Analista: l'attuale concentrazione delle posizioni di BTC è dell'11%, la probabilità di forti oscillazioni di prezzo nel breve termine non è elevata.
Analista: l'attuale concentrazione dei token BTC è dell'11%, la probabilità di forti oscillazioni di prezzo a breve termine non è elevata
Secondo quanto riportato da BlockBeats, il 17 dicembre, l’analista on-chain Murphy ha dichiarato: «La concentrazione dei token BTC è un indicatore efficace per osservare in anticipo il possibile verificarsi di “volatilità potenziale”. Quando la concentrazione dei token entro il 5% del prezzo spot attuale supera il 13%, si entra in una zona di allerta, mentre oltre il 15% si tratta di un’area ad alto rischio; maggiore è la concentrazione dei token, maggiore è la probabilità e l’entità delle oscillazioni che possono verificarsi.

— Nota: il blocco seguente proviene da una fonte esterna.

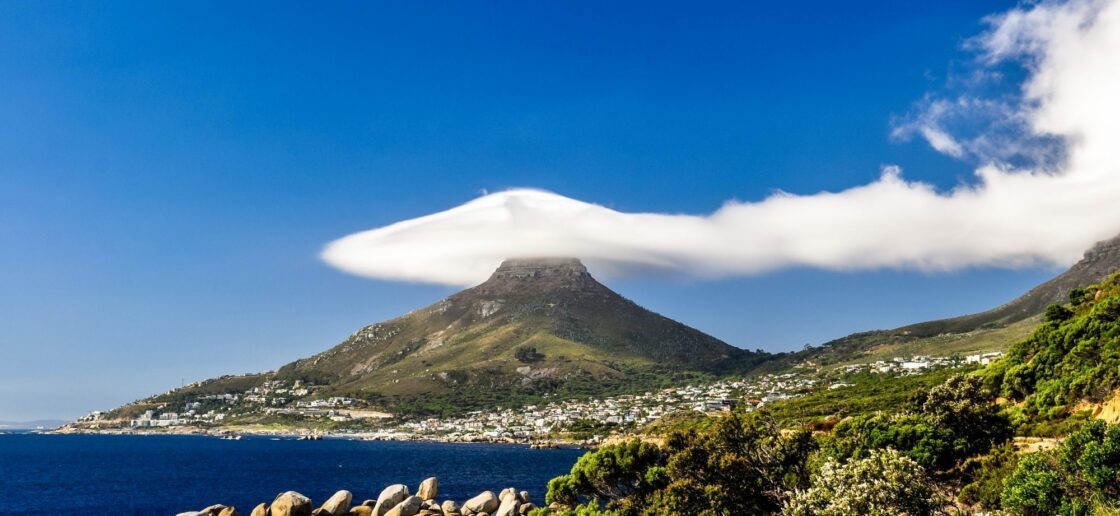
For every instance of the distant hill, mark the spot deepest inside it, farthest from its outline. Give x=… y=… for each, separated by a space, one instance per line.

Una concentrazione elevata dei token segnala solo la possibilità di volatilità, ma non indica la direzione. Attualmente, la concentrazione dei token BTC è all’11%, una posizione medio-alta, ma non è ancora entrata nella zona di allerta oltre il 13%. Pertanto, la probabilità che si verifichino forti oscillazioni in questo momento non è elevata; almeno dal punto di vista della struttura dei token, non ci sono le condizioni per innescare una “reazione a catena”.
Successivamente, il mercato presterà attenzione ai dati CPI che saranno pubblicati il 18 alle 21:30 e alla decisione sui tassi di interesse della Banca del Giappone il 19. A mio avviso, purché non ci siano sorprese significative, l’impatto sul mercato dovrebbe rimanere nell’ambito di “lievi oscillazioni” e non sarà violento come il 5 agosto dello scorso anno (prima del 5 agosto 2024 la concentrazione dei token era al 15%).»